De CSPI voegt er aan toe dat het verhoogde risico geassocieerd met de consumptie van deze chemische stoffen extreem klein is. De tien theelepels suiker in een blikje cola vormt een groter gezondheidsprobleem. Maar het niveau van 4-MI in de geteste cola's veroorzaken toch jaarlijks duizenden kankers bij de Amerikaanse bevolking.

----------


## gossie

:Mad:  :Mad:  :Mad: 

Ja, sorry, maar ik geloof niet dat cola altijd risico geeft op kanker.
Volgens mij wil jij, Afra 1213 cola uit het leven bannen???? Zo ook je eerdere reacties van postings van 1 a 2 jaar geleden, waar jij nu op reageert!!

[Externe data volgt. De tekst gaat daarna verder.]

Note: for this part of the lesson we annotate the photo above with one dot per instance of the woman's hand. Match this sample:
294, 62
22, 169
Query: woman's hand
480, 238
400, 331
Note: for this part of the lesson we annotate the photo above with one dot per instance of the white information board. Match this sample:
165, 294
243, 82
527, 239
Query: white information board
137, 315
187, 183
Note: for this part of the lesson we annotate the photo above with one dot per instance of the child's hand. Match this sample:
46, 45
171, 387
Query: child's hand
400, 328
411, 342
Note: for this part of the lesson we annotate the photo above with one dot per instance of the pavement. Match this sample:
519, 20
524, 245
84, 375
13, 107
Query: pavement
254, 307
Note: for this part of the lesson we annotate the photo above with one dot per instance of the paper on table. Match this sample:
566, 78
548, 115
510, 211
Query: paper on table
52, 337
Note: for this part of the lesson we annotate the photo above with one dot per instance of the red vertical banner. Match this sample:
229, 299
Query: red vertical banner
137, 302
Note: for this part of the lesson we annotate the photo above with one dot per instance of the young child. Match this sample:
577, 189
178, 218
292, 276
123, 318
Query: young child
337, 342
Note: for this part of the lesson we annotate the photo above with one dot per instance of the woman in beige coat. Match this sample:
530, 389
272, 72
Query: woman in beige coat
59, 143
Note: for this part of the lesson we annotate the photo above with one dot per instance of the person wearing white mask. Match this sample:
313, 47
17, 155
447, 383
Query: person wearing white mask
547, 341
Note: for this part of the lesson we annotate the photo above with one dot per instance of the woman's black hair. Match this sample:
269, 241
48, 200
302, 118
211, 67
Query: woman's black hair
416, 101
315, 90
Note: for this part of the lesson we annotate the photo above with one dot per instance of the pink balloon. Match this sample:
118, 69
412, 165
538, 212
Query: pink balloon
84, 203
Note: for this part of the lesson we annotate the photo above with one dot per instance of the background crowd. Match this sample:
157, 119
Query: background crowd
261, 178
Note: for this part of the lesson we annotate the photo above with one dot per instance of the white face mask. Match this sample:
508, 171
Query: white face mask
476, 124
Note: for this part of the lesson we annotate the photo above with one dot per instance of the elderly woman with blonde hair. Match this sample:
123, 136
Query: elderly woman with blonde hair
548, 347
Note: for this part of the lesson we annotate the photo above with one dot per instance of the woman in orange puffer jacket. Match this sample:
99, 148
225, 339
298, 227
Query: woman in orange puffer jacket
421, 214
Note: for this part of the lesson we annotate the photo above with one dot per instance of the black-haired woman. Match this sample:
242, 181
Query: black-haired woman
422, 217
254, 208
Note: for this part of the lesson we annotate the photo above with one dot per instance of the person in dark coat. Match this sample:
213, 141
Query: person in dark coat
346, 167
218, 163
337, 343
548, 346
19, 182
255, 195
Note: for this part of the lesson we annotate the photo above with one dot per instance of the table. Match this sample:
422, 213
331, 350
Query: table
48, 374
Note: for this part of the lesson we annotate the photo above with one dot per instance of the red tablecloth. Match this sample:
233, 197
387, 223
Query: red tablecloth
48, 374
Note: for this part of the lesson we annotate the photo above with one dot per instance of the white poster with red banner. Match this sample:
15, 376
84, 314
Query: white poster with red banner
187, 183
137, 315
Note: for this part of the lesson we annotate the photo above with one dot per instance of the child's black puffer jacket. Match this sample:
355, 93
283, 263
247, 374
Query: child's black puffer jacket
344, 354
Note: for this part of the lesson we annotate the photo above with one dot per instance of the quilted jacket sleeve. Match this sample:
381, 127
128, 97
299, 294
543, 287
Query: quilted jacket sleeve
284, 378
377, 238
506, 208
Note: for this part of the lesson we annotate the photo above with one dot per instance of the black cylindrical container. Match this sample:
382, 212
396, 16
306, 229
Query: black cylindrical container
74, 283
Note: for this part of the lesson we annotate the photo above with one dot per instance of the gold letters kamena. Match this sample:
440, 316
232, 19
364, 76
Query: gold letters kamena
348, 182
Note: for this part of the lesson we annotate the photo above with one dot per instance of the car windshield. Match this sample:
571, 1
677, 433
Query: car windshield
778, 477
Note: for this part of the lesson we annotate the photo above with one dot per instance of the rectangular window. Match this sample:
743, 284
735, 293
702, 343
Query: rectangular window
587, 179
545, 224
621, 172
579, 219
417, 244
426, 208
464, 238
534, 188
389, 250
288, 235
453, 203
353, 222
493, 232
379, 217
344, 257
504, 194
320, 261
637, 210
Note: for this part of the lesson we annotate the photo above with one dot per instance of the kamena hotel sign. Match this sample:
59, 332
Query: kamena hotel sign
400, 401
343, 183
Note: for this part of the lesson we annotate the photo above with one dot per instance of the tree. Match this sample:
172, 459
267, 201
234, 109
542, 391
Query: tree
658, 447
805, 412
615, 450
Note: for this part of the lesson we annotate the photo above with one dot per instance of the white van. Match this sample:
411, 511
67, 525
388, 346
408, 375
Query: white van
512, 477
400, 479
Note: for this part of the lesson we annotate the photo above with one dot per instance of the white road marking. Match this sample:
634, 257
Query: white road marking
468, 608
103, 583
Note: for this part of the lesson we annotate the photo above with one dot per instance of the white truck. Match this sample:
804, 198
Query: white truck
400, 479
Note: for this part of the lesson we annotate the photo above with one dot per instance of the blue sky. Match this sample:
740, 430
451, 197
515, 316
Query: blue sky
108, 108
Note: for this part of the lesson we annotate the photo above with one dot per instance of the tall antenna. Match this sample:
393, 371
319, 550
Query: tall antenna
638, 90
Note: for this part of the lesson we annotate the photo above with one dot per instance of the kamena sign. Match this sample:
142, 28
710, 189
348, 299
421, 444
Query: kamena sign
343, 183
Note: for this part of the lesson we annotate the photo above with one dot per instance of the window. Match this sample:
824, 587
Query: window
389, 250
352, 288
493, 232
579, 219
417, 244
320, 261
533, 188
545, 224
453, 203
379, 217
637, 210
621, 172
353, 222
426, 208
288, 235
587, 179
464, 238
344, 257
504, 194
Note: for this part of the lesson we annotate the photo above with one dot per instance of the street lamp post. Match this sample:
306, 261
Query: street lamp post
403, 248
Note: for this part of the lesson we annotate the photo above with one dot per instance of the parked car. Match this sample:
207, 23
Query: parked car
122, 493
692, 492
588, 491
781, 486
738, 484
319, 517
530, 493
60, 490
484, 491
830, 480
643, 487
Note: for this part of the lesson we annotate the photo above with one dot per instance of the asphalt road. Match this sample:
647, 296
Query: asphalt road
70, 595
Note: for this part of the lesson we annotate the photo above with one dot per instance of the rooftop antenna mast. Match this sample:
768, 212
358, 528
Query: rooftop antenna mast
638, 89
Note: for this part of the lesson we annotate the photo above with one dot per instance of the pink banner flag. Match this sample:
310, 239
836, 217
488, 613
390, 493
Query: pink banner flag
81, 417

Jij kende 2 personen die last van hun alvleesklier hadden en die cola dronken en eigenlijk vergif waren, zoals jij meldde!!!!

Goed ik ken 1 persoon die kanker heeft, waar in Nederland ongeveer 200 personen in totaal dat hebben ... Deze persoon heeft nooit cola oftewel coca cola gedronken.!!!!!!!!!!!!!!!(en heeft zeer zeldzame kanker) :Mad:  :Mad:

----------


## afra1213

Ja ik zou inderdaad wilen dat een ieder cola uit hun leven zal bannen.

Je voorbeeld hierboven is niet vergelijkbaar, in je voorbeeld kan de kanker inderdaad niet door de 
cola ontstaan zijn.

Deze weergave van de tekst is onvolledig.